Without debate, self harm and harm to staff is one of the biggest concerns mental health facilities manage. Often the biggest safety and security concern is the damage patients can do to themselves. “There are three rules I had drummed in me,” says Mark Hanchar; Director of Preconstruction Services for Gilbane Building Company, Providence, R.I. “First, there can’t be any way for people to hang themselves. Second, there can be no way for them to create weapons. Third, you must eliminate things that can be thrown.” Hanchar says that the typical facility is, “a hospital with medium-security prison construction.” This means shatter proof glass, solid surface countertops (laminate can be peeled apart), stainless steel toilets and sinks (porcelain can shatter), push pull door latches and furniture that cannot be pulled apart and used as a weapon. These are just to name a few.

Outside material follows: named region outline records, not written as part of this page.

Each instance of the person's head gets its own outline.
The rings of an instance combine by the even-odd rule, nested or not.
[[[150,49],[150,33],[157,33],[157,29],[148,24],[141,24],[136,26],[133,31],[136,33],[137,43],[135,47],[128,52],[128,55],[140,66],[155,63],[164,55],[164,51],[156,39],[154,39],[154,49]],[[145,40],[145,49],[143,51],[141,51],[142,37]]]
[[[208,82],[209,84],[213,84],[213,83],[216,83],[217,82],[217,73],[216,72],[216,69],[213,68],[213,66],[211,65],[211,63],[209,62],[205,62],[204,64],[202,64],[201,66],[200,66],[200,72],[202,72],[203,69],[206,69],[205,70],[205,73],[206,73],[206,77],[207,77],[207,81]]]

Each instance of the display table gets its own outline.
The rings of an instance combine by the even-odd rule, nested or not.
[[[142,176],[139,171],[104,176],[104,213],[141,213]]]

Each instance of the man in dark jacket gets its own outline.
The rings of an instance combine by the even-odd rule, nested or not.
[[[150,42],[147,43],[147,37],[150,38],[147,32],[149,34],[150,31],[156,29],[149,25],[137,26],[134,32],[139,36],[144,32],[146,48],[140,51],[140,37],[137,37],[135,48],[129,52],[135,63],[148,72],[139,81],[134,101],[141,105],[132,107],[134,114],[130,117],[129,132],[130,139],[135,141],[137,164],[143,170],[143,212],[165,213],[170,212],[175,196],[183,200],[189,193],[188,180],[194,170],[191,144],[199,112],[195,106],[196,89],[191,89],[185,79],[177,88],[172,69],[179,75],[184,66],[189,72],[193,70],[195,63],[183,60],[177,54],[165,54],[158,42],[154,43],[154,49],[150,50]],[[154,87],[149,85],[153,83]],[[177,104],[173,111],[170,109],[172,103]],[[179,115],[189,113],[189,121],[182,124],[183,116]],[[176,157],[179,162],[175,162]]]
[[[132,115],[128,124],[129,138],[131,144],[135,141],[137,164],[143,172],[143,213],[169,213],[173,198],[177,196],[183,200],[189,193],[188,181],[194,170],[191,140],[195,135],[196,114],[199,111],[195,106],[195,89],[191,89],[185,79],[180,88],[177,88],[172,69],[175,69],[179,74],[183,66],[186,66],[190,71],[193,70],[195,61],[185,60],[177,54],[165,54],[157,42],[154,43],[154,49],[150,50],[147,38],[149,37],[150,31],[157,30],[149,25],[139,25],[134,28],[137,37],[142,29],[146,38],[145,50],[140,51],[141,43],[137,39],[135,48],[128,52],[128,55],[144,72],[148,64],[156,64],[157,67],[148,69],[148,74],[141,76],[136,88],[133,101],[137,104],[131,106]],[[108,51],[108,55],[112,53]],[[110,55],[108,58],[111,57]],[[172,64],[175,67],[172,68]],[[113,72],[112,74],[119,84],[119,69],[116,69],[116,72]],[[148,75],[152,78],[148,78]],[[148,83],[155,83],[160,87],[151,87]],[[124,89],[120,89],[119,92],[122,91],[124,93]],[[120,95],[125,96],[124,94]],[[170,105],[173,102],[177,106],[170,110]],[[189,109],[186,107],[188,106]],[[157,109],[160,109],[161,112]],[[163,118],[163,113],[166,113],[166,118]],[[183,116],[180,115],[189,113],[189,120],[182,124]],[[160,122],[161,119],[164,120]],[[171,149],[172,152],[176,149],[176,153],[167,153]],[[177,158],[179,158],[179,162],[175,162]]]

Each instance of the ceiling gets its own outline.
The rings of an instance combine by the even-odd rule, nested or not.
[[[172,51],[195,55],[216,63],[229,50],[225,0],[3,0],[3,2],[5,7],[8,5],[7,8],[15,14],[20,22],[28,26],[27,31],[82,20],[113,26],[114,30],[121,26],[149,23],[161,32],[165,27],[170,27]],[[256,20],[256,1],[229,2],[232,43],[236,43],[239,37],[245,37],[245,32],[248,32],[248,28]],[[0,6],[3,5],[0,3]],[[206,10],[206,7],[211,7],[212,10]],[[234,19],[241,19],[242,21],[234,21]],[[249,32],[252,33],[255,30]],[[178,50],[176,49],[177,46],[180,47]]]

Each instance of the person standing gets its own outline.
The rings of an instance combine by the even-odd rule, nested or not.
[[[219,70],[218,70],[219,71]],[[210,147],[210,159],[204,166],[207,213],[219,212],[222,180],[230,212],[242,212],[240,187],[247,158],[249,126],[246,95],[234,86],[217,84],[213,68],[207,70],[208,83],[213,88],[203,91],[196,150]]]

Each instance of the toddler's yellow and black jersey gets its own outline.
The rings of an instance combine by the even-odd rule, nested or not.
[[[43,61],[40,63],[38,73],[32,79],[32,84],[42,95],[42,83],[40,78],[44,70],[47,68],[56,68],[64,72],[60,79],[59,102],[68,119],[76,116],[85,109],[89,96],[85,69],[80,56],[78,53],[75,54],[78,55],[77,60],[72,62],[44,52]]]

Additionally, removing barriers between patients and nursing staff is a safety consideration. Frank Pitts, AIA, FACHA, OAA president of Architecture Plus, says what may be counter-intuitive for safety precautions, “Glass walls around nursing stations just aggravate the patients.” Removing glass or lowering it at nursing stations so patients can feel a more human connection to nurses often calms patients. There is also discussion of removing nursing stations altogether; decentralizing and placing these care needs directly into the clinical neighborhoods and community spaces. Pitt says, “The view is that [nursing staff] need to be out there treating their patients.”

Therapeutic Design Tenants

As medicine is increasingly moving towards “evidence-based” medicine, where clinical choices are informed by research, healthcare design is increasingly guided by research linking the physical environment directly to patient and staff outcomes. Research teams from Texas A&M and Georgia Tech sifted through thousands of scientific articles and identified more than 600 – most from top peer-reviewed journals – to quantify how hospital design can play a direct role in clinical outcomes.

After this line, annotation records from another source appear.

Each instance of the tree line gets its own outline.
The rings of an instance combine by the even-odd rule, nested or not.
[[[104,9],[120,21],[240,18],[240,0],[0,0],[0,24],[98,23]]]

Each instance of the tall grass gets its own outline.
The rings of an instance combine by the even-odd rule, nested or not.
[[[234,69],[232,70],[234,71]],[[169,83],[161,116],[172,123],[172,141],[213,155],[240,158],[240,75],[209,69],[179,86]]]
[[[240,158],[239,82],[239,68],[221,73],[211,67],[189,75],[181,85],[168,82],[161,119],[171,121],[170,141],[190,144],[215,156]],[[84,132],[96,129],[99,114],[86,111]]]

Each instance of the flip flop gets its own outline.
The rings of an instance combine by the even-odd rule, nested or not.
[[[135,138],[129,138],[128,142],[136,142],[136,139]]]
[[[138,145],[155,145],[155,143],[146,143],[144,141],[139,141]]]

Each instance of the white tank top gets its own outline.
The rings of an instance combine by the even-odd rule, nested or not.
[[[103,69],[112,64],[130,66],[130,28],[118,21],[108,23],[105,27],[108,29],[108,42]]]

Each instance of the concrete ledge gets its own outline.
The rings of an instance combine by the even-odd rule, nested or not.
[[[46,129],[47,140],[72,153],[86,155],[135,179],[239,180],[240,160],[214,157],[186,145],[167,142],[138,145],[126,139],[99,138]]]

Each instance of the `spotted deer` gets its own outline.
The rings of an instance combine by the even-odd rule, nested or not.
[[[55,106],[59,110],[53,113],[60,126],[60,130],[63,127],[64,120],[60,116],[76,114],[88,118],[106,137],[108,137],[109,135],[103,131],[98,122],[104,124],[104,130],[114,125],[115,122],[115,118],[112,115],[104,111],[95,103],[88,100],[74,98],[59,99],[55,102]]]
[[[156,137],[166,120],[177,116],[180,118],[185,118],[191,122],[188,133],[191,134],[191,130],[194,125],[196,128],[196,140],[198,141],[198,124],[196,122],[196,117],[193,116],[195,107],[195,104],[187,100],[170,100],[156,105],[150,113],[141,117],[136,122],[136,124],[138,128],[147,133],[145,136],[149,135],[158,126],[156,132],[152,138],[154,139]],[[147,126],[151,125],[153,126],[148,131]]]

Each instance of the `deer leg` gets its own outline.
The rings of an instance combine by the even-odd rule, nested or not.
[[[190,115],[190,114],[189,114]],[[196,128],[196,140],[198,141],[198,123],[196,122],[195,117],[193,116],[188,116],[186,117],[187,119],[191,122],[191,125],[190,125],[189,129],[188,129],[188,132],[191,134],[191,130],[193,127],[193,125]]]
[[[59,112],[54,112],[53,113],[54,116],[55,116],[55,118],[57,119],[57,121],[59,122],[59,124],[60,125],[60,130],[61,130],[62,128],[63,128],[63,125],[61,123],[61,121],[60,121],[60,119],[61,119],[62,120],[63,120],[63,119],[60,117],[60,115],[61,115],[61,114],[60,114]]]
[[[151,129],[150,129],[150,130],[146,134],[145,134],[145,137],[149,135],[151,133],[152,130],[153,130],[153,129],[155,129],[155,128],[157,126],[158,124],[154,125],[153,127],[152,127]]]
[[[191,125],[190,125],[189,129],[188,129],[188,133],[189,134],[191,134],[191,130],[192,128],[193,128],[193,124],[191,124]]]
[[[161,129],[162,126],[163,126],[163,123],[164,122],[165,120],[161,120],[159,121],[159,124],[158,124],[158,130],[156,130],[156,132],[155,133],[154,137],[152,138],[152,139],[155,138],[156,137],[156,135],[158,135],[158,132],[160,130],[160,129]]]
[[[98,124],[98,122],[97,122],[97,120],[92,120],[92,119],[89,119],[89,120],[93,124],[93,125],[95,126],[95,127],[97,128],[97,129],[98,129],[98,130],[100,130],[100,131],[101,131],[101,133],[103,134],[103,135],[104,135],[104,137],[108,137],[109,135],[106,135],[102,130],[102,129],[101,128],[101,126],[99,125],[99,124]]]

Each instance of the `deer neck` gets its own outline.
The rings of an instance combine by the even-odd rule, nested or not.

The research teams uncovered a large body of evidence that demonstrates design features such as increased day-lighting, access to nature, reduced noise and increased patient control helped reduce stress, improve sleep, and increase staff effectiveness – all of which promote healing rates and save facilities cost. Therefore, improving physical settings can be a critical tool in making hospitals more safe, more healing, and better places to work.

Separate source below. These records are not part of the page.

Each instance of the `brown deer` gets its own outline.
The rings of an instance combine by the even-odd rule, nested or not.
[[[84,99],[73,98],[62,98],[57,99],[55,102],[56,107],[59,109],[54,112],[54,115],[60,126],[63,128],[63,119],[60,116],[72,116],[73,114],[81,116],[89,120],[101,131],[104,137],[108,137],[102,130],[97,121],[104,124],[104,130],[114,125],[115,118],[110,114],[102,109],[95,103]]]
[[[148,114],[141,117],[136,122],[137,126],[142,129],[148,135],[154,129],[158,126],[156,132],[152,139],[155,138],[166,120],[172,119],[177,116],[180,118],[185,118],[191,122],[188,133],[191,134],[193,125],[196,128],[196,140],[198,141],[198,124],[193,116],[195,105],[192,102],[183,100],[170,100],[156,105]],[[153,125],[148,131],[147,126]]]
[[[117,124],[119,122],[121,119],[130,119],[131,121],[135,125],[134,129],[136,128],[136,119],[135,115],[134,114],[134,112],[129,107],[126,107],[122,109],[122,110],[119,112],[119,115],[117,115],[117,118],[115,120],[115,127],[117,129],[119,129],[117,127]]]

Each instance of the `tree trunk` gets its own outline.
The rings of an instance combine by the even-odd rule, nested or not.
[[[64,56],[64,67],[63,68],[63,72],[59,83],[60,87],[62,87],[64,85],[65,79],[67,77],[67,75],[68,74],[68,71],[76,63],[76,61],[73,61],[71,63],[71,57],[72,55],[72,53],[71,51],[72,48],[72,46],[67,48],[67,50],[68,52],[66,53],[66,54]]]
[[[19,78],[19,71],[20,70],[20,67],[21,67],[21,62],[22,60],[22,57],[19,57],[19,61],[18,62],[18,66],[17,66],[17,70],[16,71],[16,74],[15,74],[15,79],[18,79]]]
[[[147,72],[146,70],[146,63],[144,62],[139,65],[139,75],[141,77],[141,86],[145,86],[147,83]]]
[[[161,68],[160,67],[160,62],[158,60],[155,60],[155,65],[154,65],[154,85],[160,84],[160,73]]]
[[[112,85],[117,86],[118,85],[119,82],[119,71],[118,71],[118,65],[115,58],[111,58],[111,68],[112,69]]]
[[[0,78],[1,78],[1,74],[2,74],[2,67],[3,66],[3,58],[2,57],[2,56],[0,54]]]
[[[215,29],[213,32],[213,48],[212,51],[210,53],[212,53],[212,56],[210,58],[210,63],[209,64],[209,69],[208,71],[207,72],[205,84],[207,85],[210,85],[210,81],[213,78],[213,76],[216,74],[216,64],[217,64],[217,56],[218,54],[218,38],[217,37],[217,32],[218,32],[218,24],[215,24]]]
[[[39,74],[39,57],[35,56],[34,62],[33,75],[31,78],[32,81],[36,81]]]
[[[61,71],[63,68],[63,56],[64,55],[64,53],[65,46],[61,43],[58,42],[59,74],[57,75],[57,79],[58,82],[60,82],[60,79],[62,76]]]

Today’s therapeutic spaces have been defined to excel in 3 categories:

1. Provide clinical excellence in the treatment of the body

2. Meet the psycho-social needs of patients, families, and staff

3. Produce measurable positive patient outcomes and staff effectiveness

Considering the cost of treating mental illness, which is exceedingly high, and wanting facilities to have effective outcomes, a further practice of incorporating therapeutic design is increasing. The National Institute of Mental Health (NIM H) approximated in 2008 that serious mental illnesses (SMI ), costs the nation $193 billion annually in lost wages. The indirect costs are impossible to estimate.

The estimated direct cost to clinically treat is approximately $70 billion annually and another $12 billion spent towards substance abuse disorders. In addition to the increased need of care and the boom in Behavioral Healthcare construction, it becomes an obligation to make certain that we as facility managers, architects, designers and manufacturers therapeutically plan and design these facilities.

Notably, in 2004, “The Role of the Physical Environment in the Hospital for the 21st Century: A Once-in-a-Lifetime Opportunity,” published by Roger Ulrich P.H.D., of Texas A&M University, was released. In a culmination of evidence-based research, research teams found five design principles that contributed significantly to achieving therapeutic design goals.

The report indicates five key factors that are essential for the psychological well-being of patients, families and staff, including:

1. Access to Nature

2. Provide Positive Distractions

3. Provide Social Support Spaces

4. Give a Sense of Control

5. Reduce or eliminate environmental stress

Access to Nature

Studies indicate that nature might have the most powerful impact to help patient outcomes and staff effectiveness. Nature can be literal or figurative – natural light, water walls, views to nature, large prints of botanicals and geography, materials that indicate nature and most importantly, stimulating color that evokes nature. Several studies strongly support that access to nature such as day-lighting and appropriate colorations can improve health outcomes such as depression, agitation, sleep, circadian rest-activity rhythms, as well as length of stay in demented patients and persons with seasonal affective disorders (SAD).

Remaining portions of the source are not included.